SolvePnp doesn't give the same result with four points and more points
I'm computing the pose of the camera using SolvePnP
function of OpenCv
library and I'm facing the issue that when I give four point it gives me slightly better result than if I give more points. Here is an example of the code with some points as an example:
#include <opencv2/opencv.hpp>
int main(int argc, char **argv)
{
//with 11 points
std::vector<cv::Point2f> image_points_eleven = {
cv::Point2f(905.63, 694.37),
cv::Point2f(936.403, 696.781),
cv::Point2f(988.424, 700.553),
cv::Point2f(1020.02, 702.846),
cv::Point2f(1016.45, 741.839),
cv::Point2f(1012.79, 781.955),
cv::Point2f(1009.06, 822.609),
cv::Point2f(951.48, 815.937),
cv::Point2f(894.528, 810.86),
cv::Point2f(898.26, 772.418),
cv::Point2f(901.867, 732.744) };
std::vector<cv::Point3f> model_points_eleven = {
cv::Point3f(-155.32,155.32, 0),
cv::Point3f(-70.6,155.32, 0),
cv::Point3f(70.6,155.32, 0),
cv::Point3f(155.32,155.32, 0),
cv::Point3f(155.32,52.95, 0),
cv::Point3f(155.32,-52.95, 0),
cv::Point3f(155.32,-158.85, 0),
cv::Point3f(0, -155.32, 0),
cv::Point3f(-155.32,-155.32, 0),
cv::Point3f(-155.32,-52.95, 0),
cv::Point3f(-155.32, 52.95, 0)};
//with 4 points
std::vector<cv::Point2f> image_points_four = {
cv::Point2f(921.808,714.396),
cv::Point2f(999.474,720.263),
cv::Point2f(992.486,800.519),
cv::Point2f(914.465,793.569) };
std::vector<cv::Point3f> model_points_four = {
cv::Point3f(-211.5 / 2.0f, 211.5 / 2.0f, 0),
cv::Point3f(-211.5 / 2.0f, 211.5 / 2.0f, 0),
cv::Point3f(-211.5 / 2.0f, 211.5 / 2.0f, 0),
cv::Point3f(-211.5 / 2.0f, 211.5 / 2.0f, 0)};
// Camera internals
cv::Mat camera_matrix = (cv::Mat_<double>(3,3) << 1296.2477, 0, 1028, 0 , 1296.2477, 771, 0, 0, 1);
cv::Mat dist_coeffs = (cv::Mat_<double>(1,5) << -0.12658285, 0.13909541, 0, 0, -0.040676277); // Assuming no lens distortion
// Output rotation and translation
cv::Mat rotation_vector; // Rotation in axis-angle form
cv::Mat translation_vector;
// Solve for pose 11 points
cv::solvePnP(model_points_eleven, image_points_eleven, camera_matrix, dist_coeffs, rotation_vector, translation_vector);
rotation_vector.convertTo(rotation_vector, CV_32F);
translation_vector.convertTo(translation_vector, CV_32F);
std::cout << "Rotation Vector 11pts: " << rotation_vector << std::endl;
std::cout << "Translation Vector 11pts: " << translation_vector << std::endl;
// Solve for pose 11 points
cv::solvePnP(model_points_four, image_points_four, camera_matrix, dist_coeffs, rotation_vector, translation_vector);
rotation_vector.convertTo(rotation_vector, CV_32F);
translation_vector.convertTo(translation_vector, CV_32F);
std::cout << "Rotation Vector 4pts: " << rotation_vector << std::endl;
std::cout << "Translation Vector 4pts: " << translation_vector << std::endl;
}
I do get:
Rotation Vector 11pts: [3.0777242; 0.13331571; -0.26817828]

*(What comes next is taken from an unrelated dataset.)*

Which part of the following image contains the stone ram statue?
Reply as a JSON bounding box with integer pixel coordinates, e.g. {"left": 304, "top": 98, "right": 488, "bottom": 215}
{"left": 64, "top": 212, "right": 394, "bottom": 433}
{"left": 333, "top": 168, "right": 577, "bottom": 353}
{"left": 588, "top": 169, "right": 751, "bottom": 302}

Translation Vector 11pts: [-187.29686; -36.374325; 3410.5]
Rotation Vector 4pts: [1.5553488; 0.13531595; -0.19250046]
Translation Vector 4pts: [83.4842; -4.0712709; -163.0168]
Comparing to an external results (lazer), for me I should get more precision the more points I have or at least the same result, however it doesn ...

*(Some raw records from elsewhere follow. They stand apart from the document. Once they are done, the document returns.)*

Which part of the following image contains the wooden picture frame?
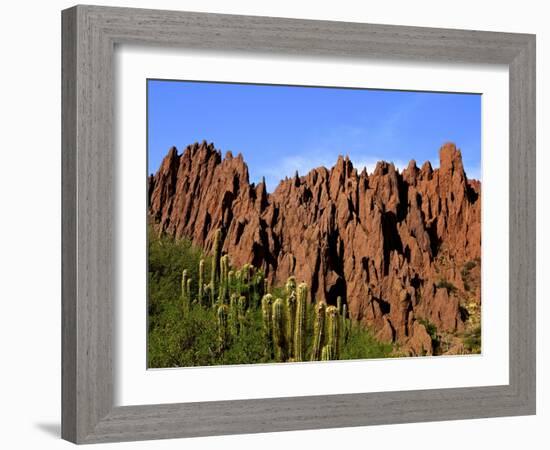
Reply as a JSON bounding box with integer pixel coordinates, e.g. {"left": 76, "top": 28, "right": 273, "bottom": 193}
{"left": 61, "top": 5, "right": 536, "bottom": 444}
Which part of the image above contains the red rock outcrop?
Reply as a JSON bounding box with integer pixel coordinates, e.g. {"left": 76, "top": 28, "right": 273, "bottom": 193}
{"left": 148, "top": 141, "right": 481, "bottom": 350}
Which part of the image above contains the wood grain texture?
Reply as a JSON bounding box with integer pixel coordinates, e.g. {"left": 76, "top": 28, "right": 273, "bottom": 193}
{"left": 61, "top": 4, "right": 536, "bottom": 444}
{"left": 61, "top": 6, "right": 77, "bottom": 443}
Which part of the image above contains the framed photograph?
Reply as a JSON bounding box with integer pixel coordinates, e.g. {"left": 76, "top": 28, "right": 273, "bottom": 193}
{"left": 62, "top": 5, "right": 536, "bottom": 444}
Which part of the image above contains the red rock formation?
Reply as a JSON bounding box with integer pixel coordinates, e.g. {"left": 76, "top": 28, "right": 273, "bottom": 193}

With 4 points, the Z-component of the translation vector is negative, which implies that the points are behind the camera. Also, you have 4 times the same 3D coordinates in the 4 points case.
With real data, you have to take into account the precision of the 2 coordinates. 4 2D/3D points with precise 2D coordinates with give better results than 11 2D/3D coordinates with noisy data.